Ce débat est tragique et dépasse de beaucoup le débat ordinaire sur ce qui est propre ou impropre à préserver la vie humaine. En effet, son objet est la préservation de la vie de l’État lui-même, dans son entièreté, ainsi que la vocation de l’État d’Israël. Ce débat est tragique, de plus, parce que chacune des deux parties pense que l’autre met en danger l’existence et la vocation de l’État d’Israël.
L’obligation qui nous incombe
Il nous faut mener ce débat avec le plus grand respect, en s’efforçant de ne pas l’étendre à des domaines qui ne s’y rapportent pas. Au contraire, il faut considérer favorablement toutes les valeurs positives et les bonnes actions qui sont celles des tenants de l’opinion adverse, et se garder ainsi de la haine, en préservant l’indispensable fraternité.

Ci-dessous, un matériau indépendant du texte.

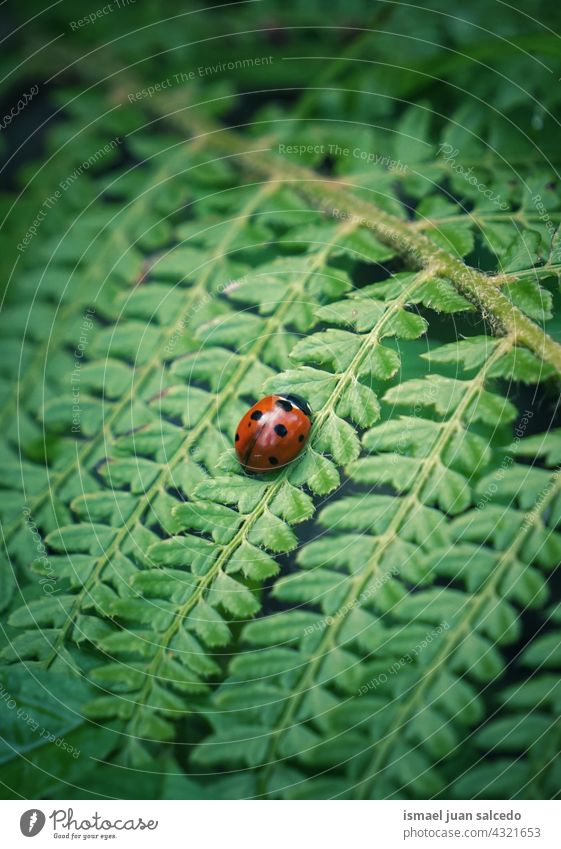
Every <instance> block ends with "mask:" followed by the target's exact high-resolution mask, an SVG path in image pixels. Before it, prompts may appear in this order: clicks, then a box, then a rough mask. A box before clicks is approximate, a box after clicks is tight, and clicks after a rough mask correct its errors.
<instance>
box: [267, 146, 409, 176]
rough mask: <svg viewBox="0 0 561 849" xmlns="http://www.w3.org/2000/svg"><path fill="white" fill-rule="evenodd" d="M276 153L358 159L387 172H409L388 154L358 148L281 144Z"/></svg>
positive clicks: (367, 163) (398, 162)
mask: <svg viewBox="0 0 561 849" xmlns="http://www.w3.org/2000/svg"><path fill="white" fill-rule="evenodd" d="M278 152H279V153H281V154H292V155H295V156H305V155H306V154H316V155H317V156H320V155H321V156H333V157H337V158H339V159H347V158H348V157H351V158H353V159H360V160H362V161H363V162H365V163H366V164H367V165H380V166H381V167H382V168H387V169H388V171H395V172H398V173H400V174H402V175H403V174H406V173H407V172H408V170H409V169H408V167H407V165H404V164H403V162H401V160H400V159H392V157H391V156H389V155H388V154H384V153H377V152H373V151H370V150H364V149H363V148H360V147H342V146H341V145H340V144H303V143H300V144H284V143H282V142H281V143H279V145H278Z"/></svg>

Il est certes tentant de décrire l’autre partie en des termes négatifs, afin d’éloigner le public de ses idées et de trancher la controverse. Mais outre les contre-vérités qu’entraînerait une telle démarche, le prix moral de cette faute serait insupportable. C’est la haine gratuite qui a détruit le second Temple ; or, précisément, cette haine gratuite visait jusqu’aux bonnes choses qui caractérisaient le camp adverse.
Tant que la paix règne parmi le peuple juif
Les gens ordinaires sont souvent frustrés d’observer que, alors qu’eux-mêmes souhaitent atténuer les divisions, les dirigeants sombrent dans des querelles personnelles, les médias attisent la haine en mettant en avant les positions extrêmes et en présentant l’adversaire sous des traits menaçants ou risibles.
Il nous faut cependant savoir que, tant qu’au sein du peuple juif on se conduira honorablement à l’égard des tenants de l’opinion adverse, et que l’on ne tombera ni dans d’inutiles controverses, ni dans la haine gratuite, les différentes fractions du peuple auront la force de combattre ensemble, et Israël poursuivra son avancée. Plus le peuple désavouera la démarche consistant à attiser d’inutiles controverses, plus ses dirigeants et les gens de médias amélioreront leurs usages.
Le Talmud nous offre un enseignement proche, en Yoma 9a. Après avoir rapporté que le premier Temple fut détruit au « seul » motif de l’idolâtrie, des unions interdites et du meurtre – et non en raison de la haine gratuite –, les sages objectent : à l’époque du premier Temple aussi, sévissait la haine gratuite ! Rabbi El’azar rapporte en effet que « l’on mangeait les uns avec les autres, et que l’on se transperçait mutuellement de “l’épée de sa langue” », c’est-à-dire qu’une forte médisance sévissait. La réponse à cela est que, certes, les princes d’Israël fautaient par haine gratuite ; mais le peuple, lui, ne commettait point cette faute. Aussi, à l’époque du premier Temple, Israël ne fut-il pas frappé sur le chef de la haine gratuite.